The experiences of TPM organizations offer instructive examples on how locally led MEL can strengthen mutual accountability and learning, collaboration, innovation, and risk management for supporting locally led MEL.
- Reinforcing mutual accountability and learning. Because third-party monitors act as eyes and ears for donor staff unable to visit project sites, their work can be perceived by implementing partners (IPs) as oversight rather than learning potentially setting up a confrontational rather than collaborative relationship. Though TPM does play an important role in preventing fraud, waste, and abuse, successful field monitors link data verification to learning by delivering findings rapidly for course corrections and with sufficient depth to improve outcomes. In doing so, TPM applies the principles of mutual accountability and mutual learning from USAID’s Local Capacity Development Policy. USAID and local field monitors have already begun working in partnership, “collaboratively measuring change and jointly analyzing and interpreting data, to prioritizing areas for program adaptation.” This provides examples for the Agency and others to study and replicate in other environments.

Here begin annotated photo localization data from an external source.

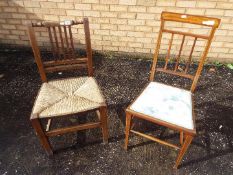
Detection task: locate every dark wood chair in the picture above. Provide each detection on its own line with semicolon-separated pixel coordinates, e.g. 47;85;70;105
28;18;108;155
124;12;220;168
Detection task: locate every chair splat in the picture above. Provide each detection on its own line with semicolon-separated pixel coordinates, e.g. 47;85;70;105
174;35;185;72
164;33;174;70
68;25;76;59
185;37;197;73
150;11;221;91
52;26;61;60
28;18;93;80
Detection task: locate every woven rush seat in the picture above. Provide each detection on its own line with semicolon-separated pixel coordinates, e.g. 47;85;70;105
32;76;105;118
130;82;193;130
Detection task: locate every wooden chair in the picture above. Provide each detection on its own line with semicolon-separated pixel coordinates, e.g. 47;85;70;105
124;12;220;168
28;18;108;155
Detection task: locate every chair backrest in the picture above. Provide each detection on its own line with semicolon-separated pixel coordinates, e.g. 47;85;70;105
27;18;93;82
150;12;220;93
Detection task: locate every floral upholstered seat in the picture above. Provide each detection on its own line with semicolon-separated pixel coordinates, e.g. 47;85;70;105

- Leading external collaboration. Third-party monitoring organizations excel at coordinating with a range of stakeholders to identify project sites, understand the intended results of this assistance, assess its actual effects, and communicate out these findings and their associated recommendations. They do this with international funders, traditional international organizations and the local entities in non-permissive environments contracting with them, and beneficiaries at the sites. This consistent and systematic external collaboration represents a locally led success for USAID’s collaborating, learning, and adapting (CLA) approach and demonstrates the spectrum of global and local actors with whom those supporting localization must engage to have similar impact.
- Fostering local innovation. While innovation is commonly associated with new technology, it also refers to any new method or idea. Local organizations and actors apply both to deliver TPM in insecure environments. Before smartphones existed, organizations equipped field monitors with watches with hidden cameras to help complete verifications quicker and with less personal risk than using an unconcealed camera. More often third-party monitors generate new ideas to overcome access restrictions like using crowd-sourced information in Mali or establishing call centers to converse in distinct regional dialects in Somalia. Ideas like these demonstrate the bottom-up, dynamic innovation that can come from supporting locally-led MEL.
- Demonstrating how locally-led development mitigates risks. Historically dominant institutions have at times suggested that shifting power and decision-making to local organizations is a higher risk than using traditional implementing partners because of their lower capacity. Yet, TPM challenges this perception by demonstrating an entire category of development work where funders have successfully shifted power to local field monitors. It should be acknowledged that this shift in ownership involves transferring significant risk to field monitors, who may be subjected to physical danger or even death while verifying development activities in their communities. While the success of locally-led development in TPM in no way lessens this transfer of risk, it also underscores the moral imperative of shifting power and ownership to local MEL actors who are best placed to make decisions about the risks and benefits of their work.
Third-party monitors play key roles verifying IP reporting and informing decision making. One study found that 56 percent of aid agencies working in insecure contexts reported being unsatisfied with IP’s own monitoring and evaluation, signaling TPM will be part of development and humanitarian assistance for the foreseeable future. This example of successful locally-led MEL can help guide those seeking to change current systems and incentives to promote greater participation and leadership by local MEL actors.